4. Statistical Analyses of Aggregated EMI Generated by Converters with Deterministic and Random Modulation Measured According to Standards

In order to present measurement problems connected with the frequency beat phenomenon multiple measurements of the frequency linked with the highest emission were taken. The results of the measurements have been presented in the form of box-and-whisker plots, supplemented with individual values of measured EMI depicted as points. According to standard requirements [28], one final measurement taken during a measuring period equal to 1 s can be compared with the limit line for a presumption of conformity based on harmonized standards. The standards require measurements using QP as well as AV detector. Since the results obtained for both detectors did not differ significantly the presented analyses were based on AV detector measurements only. For each investigated case, 1000 final measurements during 1 s were taken [29].
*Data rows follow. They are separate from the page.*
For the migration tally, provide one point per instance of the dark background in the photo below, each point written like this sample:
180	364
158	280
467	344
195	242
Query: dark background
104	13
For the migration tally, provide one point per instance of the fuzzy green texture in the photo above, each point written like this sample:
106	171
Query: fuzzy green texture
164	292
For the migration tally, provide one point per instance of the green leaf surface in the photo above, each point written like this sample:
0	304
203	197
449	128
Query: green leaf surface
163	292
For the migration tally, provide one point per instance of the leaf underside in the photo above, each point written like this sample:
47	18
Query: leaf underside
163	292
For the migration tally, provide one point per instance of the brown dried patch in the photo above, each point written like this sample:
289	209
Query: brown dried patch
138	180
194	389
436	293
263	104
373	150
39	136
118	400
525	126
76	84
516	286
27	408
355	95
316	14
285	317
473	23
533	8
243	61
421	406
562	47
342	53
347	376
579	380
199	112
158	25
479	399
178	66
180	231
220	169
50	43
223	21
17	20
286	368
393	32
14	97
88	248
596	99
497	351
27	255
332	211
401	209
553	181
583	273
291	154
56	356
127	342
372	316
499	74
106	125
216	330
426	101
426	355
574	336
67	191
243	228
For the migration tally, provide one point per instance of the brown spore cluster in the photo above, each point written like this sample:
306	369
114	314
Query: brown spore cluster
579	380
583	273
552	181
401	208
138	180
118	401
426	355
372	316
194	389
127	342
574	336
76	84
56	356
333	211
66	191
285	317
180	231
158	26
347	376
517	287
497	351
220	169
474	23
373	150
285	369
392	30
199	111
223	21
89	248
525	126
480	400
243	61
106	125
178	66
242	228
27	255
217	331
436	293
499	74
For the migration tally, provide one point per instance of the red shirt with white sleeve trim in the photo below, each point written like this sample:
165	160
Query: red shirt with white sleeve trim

Figure 7 shows distributions of the results obtained for single DC/DC converters with DetM (A) and RanM (B). The dispersion of the 1000 results in the case of DetM (A) is lower than 0.1 dB. The randomization of the switching frequency caused an increase of the dispersion up to 2 dB. Such distributions of the results confirm that a case of EMI generated by a single DC/DC converter is sufficient for EMI evaluation.
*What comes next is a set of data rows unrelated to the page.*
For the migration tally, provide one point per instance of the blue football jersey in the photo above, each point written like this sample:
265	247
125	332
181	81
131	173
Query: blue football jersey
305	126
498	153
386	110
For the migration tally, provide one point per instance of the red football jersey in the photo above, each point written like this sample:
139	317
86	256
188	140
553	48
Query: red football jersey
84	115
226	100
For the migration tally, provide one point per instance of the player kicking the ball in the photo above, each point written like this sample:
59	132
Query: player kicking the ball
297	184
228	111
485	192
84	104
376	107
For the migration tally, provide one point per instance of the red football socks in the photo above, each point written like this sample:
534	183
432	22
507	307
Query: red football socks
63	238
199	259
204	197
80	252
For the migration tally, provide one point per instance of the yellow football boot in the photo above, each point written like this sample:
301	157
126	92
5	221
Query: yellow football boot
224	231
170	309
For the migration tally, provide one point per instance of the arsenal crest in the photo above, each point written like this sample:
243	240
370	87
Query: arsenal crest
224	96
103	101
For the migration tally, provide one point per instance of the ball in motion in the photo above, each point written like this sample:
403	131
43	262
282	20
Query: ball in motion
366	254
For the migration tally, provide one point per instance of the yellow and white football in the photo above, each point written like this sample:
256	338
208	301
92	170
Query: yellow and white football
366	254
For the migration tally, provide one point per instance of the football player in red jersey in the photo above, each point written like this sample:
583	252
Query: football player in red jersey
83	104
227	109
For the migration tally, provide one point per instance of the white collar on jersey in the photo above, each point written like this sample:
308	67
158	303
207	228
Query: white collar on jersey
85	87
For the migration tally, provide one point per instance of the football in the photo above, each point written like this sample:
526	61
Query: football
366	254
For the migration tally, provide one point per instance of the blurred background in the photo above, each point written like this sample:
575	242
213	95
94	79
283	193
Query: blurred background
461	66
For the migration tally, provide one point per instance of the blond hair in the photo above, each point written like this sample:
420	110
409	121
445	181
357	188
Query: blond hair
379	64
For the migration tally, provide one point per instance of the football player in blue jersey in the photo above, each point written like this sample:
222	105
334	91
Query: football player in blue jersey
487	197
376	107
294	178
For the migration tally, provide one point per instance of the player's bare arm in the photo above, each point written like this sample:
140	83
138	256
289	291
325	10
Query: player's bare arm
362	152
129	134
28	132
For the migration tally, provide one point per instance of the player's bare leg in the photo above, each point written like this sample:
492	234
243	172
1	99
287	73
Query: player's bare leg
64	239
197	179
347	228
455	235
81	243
The 2 dB dispersion remained unchanged in the case of aggregated interference introduced by two DC/DC converters with random modulation, Figure 8B. However, low frequency envelopes, linked with the frequency beat phenomenon and accompanying aggregation of EMI introduced by converters with deterministic modulation, caused a significant increase in the range of measured levels. The observed differences reached 25 dB (18 times), Figure 8A.

The observations based on the Figure 7 and Figure 8 are confirmed by statistical parameters determined for empirical distributions presented in the figures. The values of variance and standard deviation of measurements in an arrangement consisting of two DC/DC converters are much greater than in other investigated cases (

Table 2. Statistical parameters of empirical distributions of 1000 final measurements using AV detector.
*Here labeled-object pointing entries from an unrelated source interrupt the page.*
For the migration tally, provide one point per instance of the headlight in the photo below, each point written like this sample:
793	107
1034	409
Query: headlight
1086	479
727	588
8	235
	Mean	Standard Deviation	Variance	Median	Minimum	Maximum
1_DET	134.64	0.01	0.0002	134.64	134.55	134.64
1_RAN	107.56	0.29	0.08	107.57	106.46	108.34
2_DET	129.82	6.02	36.25	132.33	109.58	134.72
2_RAN	105.09	0.28	0.08	105.11	104.19	106.01

). The variance and standard deviation calculation, from the EMI measurement viewpoint, represent the dispersion of the measurements of the AV detector, indicating ”how far” in general its values are from the expected value. In fact, such dispersion of the results makes evaluation of aggregated EMI, based on one final measurement, in arrangement consisting converters with deterministic modulation unreliable.

5. Conclusions

In the paper both simulation and experimental results concerning aggregated conducted electromagnetic interference generated by DC/DC converters with deterministic and random modulation have been presented. In the case of deterministic modulation the obtained results have shown that the amplitudes of aggregated interference are modulated with low frequency envelopes caused by the frequency beat phenomenon accompanying summation of sinusoidal components of close frequencies.

The investigation presented in this paper, despite consisting of two identical DC/DC converters, is corroborated by conducted electromagnetic interference in multiconverter systems, as recently investigated by [24], through a real 1 MW photovoltaic power plant. Furthermore, the statistical analyses of large series of final measurement data has confirmed assumptions that low-frequency envelopes might make the standardized EMI tests unreliable.

The research presented has revealed that in the case of random modulation a blurring of instantaneous values of switching frequency contributes to the decreasing of maximum EMI values as well as to the prevention of the frequency beat phenomenon.